In response to the ordinance, four unions that operate in Lincolnshire: International Union of Operating Engineers, Local 399, AFL-CIO; International Union of Operating Engineers, Local 150, AFL-CIO; Construction and General Laborers' District Council of Chicago and Vicinity, Laborers International Union of North America, AFL-CIO; and Chicago Regional Council of Carpenters, United Brotherhood of Carpenters and Joiners of America, filed suit against the village in federal court to invalidate the ordinance. They argued that the ordinance was invalid under the Supremacy Clause, that the National Labor Relations Act and the Labor-Management Relations Act overruled the ordinance.

The defendants argued that the unions lacked standing and that the unions couldn’t prove that “Lincolnshire violated a federally protected right.” The unions replied that they had standing because they were injured when the ordinance was passed. Because of the ordinance, the unions argued that their contract agreements were invalid, and they couldn’t make any more similar agreements.

On January 7, 2017, Judge Matthew Kennelly, a District Judge for the Northern District of Illinois Eastern Division issued his decision in the case officially known as International Union of Operating Engineers (IUOE), Local 399 v. Lincolnshire.

The District Judge ruled that three of the four unions lacked standing to challenge the hiring hall provisions and the dues check-off arrangement of the ordinance and that all four unions could not bring a claim of deprivation of rights. The Judge however denied the village’s summary judgment motion because one union had standing for all three claims: Right-to-Work, hiring hall provisions, and dues check-off arrangement.

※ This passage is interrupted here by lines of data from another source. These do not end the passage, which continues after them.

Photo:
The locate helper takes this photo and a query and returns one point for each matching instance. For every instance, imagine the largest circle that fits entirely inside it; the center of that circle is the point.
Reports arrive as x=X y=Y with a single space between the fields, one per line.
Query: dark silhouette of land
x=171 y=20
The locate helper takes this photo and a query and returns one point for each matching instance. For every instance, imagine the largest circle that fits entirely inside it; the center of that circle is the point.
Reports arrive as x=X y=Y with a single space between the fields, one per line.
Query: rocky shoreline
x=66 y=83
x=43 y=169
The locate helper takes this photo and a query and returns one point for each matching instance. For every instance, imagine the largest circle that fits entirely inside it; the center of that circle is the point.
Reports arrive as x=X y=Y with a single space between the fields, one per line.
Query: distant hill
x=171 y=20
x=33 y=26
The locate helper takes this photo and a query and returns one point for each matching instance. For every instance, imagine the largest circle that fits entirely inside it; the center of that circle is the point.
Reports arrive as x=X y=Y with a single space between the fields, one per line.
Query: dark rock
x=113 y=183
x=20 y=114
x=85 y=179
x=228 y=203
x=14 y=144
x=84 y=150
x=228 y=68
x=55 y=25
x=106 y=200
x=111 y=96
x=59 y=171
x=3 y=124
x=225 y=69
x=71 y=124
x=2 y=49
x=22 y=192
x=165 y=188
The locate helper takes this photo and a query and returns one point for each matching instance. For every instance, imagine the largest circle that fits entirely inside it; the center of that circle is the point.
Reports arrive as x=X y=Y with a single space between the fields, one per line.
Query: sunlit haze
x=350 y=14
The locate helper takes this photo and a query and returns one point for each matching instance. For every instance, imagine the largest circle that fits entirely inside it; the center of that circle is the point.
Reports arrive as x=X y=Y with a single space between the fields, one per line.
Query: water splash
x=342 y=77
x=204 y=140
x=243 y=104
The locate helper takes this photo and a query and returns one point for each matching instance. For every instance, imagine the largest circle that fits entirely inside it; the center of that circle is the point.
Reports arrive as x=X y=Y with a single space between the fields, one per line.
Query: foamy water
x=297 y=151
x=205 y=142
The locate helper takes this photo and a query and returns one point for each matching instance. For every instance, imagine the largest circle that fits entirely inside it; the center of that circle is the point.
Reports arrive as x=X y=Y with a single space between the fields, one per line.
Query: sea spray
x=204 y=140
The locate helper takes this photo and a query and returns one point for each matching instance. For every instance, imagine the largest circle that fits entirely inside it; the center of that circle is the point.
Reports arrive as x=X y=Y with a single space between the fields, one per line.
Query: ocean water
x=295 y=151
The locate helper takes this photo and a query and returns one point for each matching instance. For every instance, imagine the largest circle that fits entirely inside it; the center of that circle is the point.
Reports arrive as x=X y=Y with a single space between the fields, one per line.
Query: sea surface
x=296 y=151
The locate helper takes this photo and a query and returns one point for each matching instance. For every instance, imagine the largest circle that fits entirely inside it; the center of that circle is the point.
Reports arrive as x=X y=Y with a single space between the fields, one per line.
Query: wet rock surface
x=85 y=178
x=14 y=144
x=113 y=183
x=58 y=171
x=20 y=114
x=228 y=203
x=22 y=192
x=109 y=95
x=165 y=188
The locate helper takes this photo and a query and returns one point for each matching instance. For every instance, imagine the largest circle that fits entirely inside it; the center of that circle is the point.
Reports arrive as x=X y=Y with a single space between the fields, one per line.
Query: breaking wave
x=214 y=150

The Judge found that all four unions had standing to challenge the Right-to-Work part of the ordinance and that federal law preempted the village’s ordinance. He further argued that while the state was allowed to pass Right-to-Work laws, the NLRA exception that allowed this state power did not apply to local governments because there would be no unity of union security agreements.

IUOE Local 150 President-Business Manager James M. Sweeney was thrilled with the decision:

“We have long argued that local governments simply are not empowered to pass these laws, and we are pleased with Judge Kennelly’s decision. This was a political attack against middle class workers, and we will always take up the fight on behalf of workers who depend on decent wages and benefits to support themselves and their families.”

Although Right-to-Work advocates were not pleased with the decision, another court ruled the opposite way. The Sixth Circuit already ruled in a decision in November 2016 allowing Kentucky counties to pass Right-to-Work. Meanwhile the Illinois case will likely be appealed to the Seventh Circuit. James Sherk, Research Fellow in Labor Economics at the Heritage Foundation explains what this might mean:

“If all the federal appeals courts rule the same way, the U.S. Supreme Court typically does not step in. But if the 7th Circuit were to rule against the local right to work, then you would have a conflict between the two circuits and typically the Supreme Court steps in to create consistency in the law when you have two circuits reading it differently. The litigation out of Illinois could go up to the Supreme Court potentially.”

With President-elect Donald Trump likely to choose a pro-Right-to-Work judge to replace Justice Antonin Scalia on the Supreme Court, prospects look good for lovers of liberty in Lincolnshire and across the country.